Looking back over my work from the 1960’s into the 1990’s it is only after a major illness in 1992 that the work began to become a coherent body of work. Even then the work lacked what I always look for in my work, a personal imagery that speaks as much about my feelings and internal realities as it does about the subject. It was only in 2001 when I was diagnosed with a very serious form of cancer that the work began to express what I was looking for. At first, my anger at what I was dealing with, and then just a passion for expressing my connection to the environment. And so, my work is in a real sense about the smell of moist earth in early spring, clean air after a summer shower, sunlight warming my back, the sound and odor of leaves crunching beneath my feet on a fall day: it is about these almost primal connections I have with the earth. It is my intent that each work have clear sense of time and place, a “here now” if you will, and at the same time be filtered through all those sensory experiences that are the sum of who I am.
Dialogues
After I requested this particular time slot for my show last summer. I found that for most of the winter I was dealing with a major illness. Thus, I needed to rethink what I could or would use in this space. I started by looking at old work that I might use and found that most or all of that work was, in my evaluation, not complete. In short, I may have thought it was finished, but from my current perspective, I felt it needed to be reworked.
This thought process made me think of Albert Pinkham Ryder, who often worked on a piece for as much as ten years. He would sell a piece and not let the buyer have it because he felt it was unfinished. He often sprayed varnish over still damp oil paints in order to continue working on them. This process of layer after layer of uncured paint all drying at different rates, combined with the fact that he used a number of bituminous based colors which tended to bleed, fade and change color has made his iconic work extremely difficult to restore.

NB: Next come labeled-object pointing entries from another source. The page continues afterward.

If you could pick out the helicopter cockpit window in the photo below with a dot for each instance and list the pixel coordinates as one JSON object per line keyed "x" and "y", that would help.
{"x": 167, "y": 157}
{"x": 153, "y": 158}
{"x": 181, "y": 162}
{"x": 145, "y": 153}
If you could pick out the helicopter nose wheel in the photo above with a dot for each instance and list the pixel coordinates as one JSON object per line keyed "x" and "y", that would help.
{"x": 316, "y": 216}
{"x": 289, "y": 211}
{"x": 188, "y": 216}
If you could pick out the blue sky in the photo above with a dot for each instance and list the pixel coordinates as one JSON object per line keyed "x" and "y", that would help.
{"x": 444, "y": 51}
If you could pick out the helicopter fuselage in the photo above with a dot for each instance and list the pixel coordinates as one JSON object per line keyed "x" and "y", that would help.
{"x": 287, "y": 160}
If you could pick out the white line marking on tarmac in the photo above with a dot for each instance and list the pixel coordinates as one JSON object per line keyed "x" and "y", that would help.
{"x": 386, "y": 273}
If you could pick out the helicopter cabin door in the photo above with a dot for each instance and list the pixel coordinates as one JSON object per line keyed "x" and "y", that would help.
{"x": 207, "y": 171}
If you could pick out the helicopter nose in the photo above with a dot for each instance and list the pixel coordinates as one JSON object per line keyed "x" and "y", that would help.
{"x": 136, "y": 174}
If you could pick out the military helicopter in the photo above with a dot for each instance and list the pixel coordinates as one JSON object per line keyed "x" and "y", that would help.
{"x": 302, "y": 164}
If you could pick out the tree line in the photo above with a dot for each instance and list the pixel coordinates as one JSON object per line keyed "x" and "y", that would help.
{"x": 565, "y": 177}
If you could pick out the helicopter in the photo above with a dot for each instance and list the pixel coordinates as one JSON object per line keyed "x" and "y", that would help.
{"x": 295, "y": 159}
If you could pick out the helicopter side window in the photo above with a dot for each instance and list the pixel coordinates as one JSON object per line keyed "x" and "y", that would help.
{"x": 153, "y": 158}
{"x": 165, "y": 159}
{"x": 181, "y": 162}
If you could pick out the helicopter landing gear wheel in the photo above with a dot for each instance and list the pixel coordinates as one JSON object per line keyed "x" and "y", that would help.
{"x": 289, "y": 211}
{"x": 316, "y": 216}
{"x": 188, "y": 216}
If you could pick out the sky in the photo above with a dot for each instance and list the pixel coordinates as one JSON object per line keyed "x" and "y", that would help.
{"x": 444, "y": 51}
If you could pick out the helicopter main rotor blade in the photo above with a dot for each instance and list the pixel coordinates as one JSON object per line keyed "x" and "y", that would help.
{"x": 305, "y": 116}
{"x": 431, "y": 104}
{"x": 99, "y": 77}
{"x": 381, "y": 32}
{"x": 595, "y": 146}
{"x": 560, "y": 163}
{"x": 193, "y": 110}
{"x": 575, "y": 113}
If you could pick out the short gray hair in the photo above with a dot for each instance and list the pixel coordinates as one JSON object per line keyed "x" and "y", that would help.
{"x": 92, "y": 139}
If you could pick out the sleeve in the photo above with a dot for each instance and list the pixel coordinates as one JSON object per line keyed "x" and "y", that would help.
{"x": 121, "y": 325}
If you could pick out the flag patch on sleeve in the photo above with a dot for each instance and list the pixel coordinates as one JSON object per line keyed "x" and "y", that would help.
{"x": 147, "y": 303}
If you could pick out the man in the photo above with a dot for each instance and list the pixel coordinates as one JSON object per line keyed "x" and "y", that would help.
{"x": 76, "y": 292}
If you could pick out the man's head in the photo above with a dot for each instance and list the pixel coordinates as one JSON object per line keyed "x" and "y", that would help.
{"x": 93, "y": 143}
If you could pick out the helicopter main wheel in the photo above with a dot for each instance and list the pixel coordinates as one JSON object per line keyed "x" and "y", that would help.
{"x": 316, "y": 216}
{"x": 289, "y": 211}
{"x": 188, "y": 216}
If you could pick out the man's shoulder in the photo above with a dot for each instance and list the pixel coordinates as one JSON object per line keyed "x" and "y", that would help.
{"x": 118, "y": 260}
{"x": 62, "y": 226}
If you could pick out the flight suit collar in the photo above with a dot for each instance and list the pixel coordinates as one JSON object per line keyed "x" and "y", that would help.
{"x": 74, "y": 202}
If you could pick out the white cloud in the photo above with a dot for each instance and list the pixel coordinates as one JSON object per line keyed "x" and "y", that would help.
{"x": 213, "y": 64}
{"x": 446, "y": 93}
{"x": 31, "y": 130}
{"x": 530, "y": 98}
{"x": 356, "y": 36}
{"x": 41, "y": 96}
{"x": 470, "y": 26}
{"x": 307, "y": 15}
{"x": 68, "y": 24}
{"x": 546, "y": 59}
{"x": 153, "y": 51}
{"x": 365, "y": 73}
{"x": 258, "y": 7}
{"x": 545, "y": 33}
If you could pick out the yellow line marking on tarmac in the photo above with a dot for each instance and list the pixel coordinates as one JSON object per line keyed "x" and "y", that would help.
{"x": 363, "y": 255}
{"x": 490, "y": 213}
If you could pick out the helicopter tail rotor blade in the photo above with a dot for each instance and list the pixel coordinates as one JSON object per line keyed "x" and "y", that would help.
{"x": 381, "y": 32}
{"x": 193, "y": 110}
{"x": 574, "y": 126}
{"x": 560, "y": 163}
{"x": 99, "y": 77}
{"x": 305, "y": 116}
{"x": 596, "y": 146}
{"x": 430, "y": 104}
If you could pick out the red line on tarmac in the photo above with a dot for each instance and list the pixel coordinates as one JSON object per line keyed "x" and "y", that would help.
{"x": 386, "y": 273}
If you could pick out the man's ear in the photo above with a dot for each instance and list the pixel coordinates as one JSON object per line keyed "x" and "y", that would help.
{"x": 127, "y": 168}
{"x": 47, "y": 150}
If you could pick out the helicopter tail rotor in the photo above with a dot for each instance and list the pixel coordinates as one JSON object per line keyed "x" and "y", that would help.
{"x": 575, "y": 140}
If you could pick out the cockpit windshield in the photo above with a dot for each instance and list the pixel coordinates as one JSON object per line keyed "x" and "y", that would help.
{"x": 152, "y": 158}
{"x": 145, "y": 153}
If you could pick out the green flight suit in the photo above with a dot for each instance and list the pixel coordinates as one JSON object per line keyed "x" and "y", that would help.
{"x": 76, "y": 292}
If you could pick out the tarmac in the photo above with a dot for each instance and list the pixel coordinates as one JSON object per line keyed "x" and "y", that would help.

Fortunately acrylic paints don’t cause those difficulties. And so I began reworking older pieces that I was not happy with. I always feel that when I am working that there is a dialogue which exists between me and the canvas. I have a sense of what I would like to have happen within a given piece, but the canvas seems to have its own sense of direction

Thus, that conversation, while visual rather than verbal, works toward completion. Often the finished piece is only finished as seen from my perspective at the time. As I began to rework and reestablish the dialogue with each piece, I again worked toward a balance, a conversation completed, and in doing so realized that the conversation is never complete. The artist will always have new perceptions, understandings and knowledge to bring to the work, but there is time to say enough.
Let the viewer have his own dialogue. Let the work stand or fall on its own.
BIOGRAPHY
John Hopkins studied art at the Swain School of Design and the Boston University School of Fine Arts, where he earned a BFA. His work has appeared in solo exhibitions at the William Crapo Gallery, New Bedford, MA; Cape Cod Community College, Hyannis, MA; the Delaware County Historical Society, Delhi, NY; the Catskill Watershed Committee Offices, Margaretville, NY; the Andes Society for History and Culture, Andes, NY; the Roxbury Arts Group, Roxbury, NY; and the Woodstock Artists Association, Woodstock, NY as well as in many group shows.